Don’t rule out Paxlovid just because you’re on another medication
A recent survey found that health care providers are often hesitant to prescribe Paxlovid to older adults due to concerns around how it may interact with other prescription drugs that a patient is already taking. The National Institutes of Health provides a long list of medications that could interact with Paxlovid. While some drugs on the list should not be coadministered with Paxlovid under any circumstance, the majority can be paused, reduced, or monitored while a patient takes Paxlovid for the required five days.
“Paxlovid is only utilized for a short amount of time, so in certain patient populations, it’s absolutely possible to hold their immunosuppressant medications, and it won’t be life-threatening,” says Dr. Shikha Jain, a physician who treats cancer patients at University of Illinois Health. “I’ve done it before for my patients without negative repercussions.”
In one case, Jain paused a patient’s oral chemotherapy to put them on Paxlovid. In another, she delayed a patient’s routine intravenous chemotherapy appointment so that they could take Paxlovid and recover from COVID-19. Jain says there have been dozens more cases in which she helped patients get on Paxlovid, despite their current medications.
Don’t automatically rule out Paxlovid just because you’re on another prescription drug. Consult the NIH’s guidance on Paxlovid’s drug-drug interactions with your health care provider and discuss the best way forward. If you are at high risk for severe disease from COVID-19, it’s likely that pausing a current medication is worth receiving the benefits of Paxlovid.
Paxlovid is currently free for everybody
Misconceptions around how much Paxlovid costs may also stop people from seeking it. “Especially people who don’t have insurance or who aren’t used to receiving good care in general definitely aren’t asking for Paxlovid,” Smith says.
Paxlovid is currently free for everybody, even if you’re uninsured, because the federal government purchased a stockpile of the antiviral.
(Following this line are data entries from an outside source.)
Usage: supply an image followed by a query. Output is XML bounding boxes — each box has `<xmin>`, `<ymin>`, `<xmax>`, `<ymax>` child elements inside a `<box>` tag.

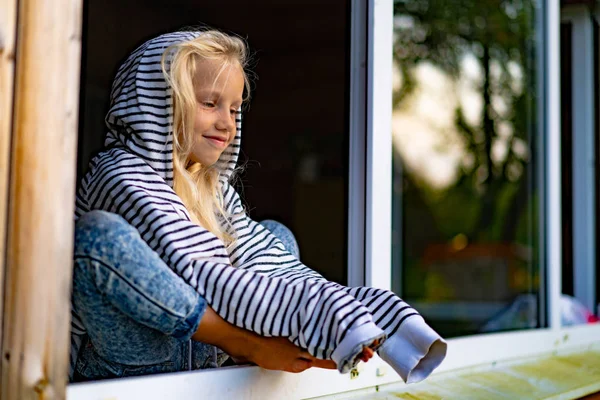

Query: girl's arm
<box><xmin>192</xmin><ymin>307</ymin><xmax>335</xmax><ymax>372</ymax></box>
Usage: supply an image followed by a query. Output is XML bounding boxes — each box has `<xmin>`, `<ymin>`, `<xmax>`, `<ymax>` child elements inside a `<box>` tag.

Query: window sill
<box><xmin>67</xmin><ymin>324</ymin><xmax>600</xmax><ymax>400</ymax></box>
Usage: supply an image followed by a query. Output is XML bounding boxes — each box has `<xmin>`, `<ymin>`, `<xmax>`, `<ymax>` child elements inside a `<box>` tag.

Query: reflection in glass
<box><xmin>392</xmin><ymin>0</ymin><xmax>541</xmax><ymax>336</ymax></box>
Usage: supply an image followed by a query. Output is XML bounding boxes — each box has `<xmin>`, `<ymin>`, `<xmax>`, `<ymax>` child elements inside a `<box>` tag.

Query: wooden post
<box><xmin>0</xmin><ymin>0</ymin><xmax>82</xmax><ymax>400</ymax></box>
<box><xmin>0</xmin><ymin>0</ymin><xmax>17</xmax><ymax>376</ymax></box>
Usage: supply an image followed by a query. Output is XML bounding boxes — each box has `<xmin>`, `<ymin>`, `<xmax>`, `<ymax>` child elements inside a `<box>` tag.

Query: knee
<box><xmin>75</xmin><ymin>210</ymin><xmax>138</xmax><ymax>253</ymax></box>
<box><xmin>260</xmin><ymin>219</ymin><xmax>300</xmax><ymax>259</ymax></box>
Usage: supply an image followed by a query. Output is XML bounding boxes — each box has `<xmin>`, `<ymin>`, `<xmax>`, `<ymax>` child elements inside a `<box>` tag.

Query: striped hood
<box><xmin>104</xmin><ymin>32</ymin><xmax>240</xmax><ymax>187</ymax></box>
Once this stockpile runs out, the cost of the drug will likely fall on insurers or patients themselves.
However, even though Paxlovid itself is free right now, some patients—especially those who are uninsured—may face out-of-pocket fees when they go in for a health care consultation to receive a prescription. To lower costs, people with health insurance should seek care in-network when possible. For people without insurance, some test-to-treat sites are federally qualified health centers that can provide free or low-cost COVID-19 care and prescribe you with Paxlovid.
Equip yourself with accurate information and talk to your doctor
In many ways, Paxlovid has been inconvenient to access or prescribe, Hotez says. On the patient side, Paxlovid’s use has been limited by inequitable access, as well as concerns around COVID-19 rebound and the pill’s “metallic” aftertaste. On the provider side, the potential for drug interactions has sometimes complicated the decision to prescribe Paxlovid. It also doesn’t help that there hasn’t been much education around Paxlovid for health care providers, Jain says.
In the unfortunate situation where even health care providers lack information, patients may need to advocate for themselves in order to get the care they deserve. This starts with being as informed as possible when you meet with your physician. “It’s important to evaluate the risks and benefits and have an honest discussion about your desire to get the drug,” Jain says. She recommends bringing this information sheet on Paxlovid eligibility and effectiveness to the doctor’s office in case your health care provider is not fully or accurately informed about the drug.
Paxlovid is one of the few COVID-19 treatment options that still work against Omicron strains. Although the antiviral is safe, effective, and especially important for people at high risk for severe disease, Smith says we shouldn’t stop pursuing “stronger and better” treatment options. “Everyone’s tired of COVID-19, but it’s not like COVID-19 is tired of us,” he says. “We need to make sure we have agents to fight it.”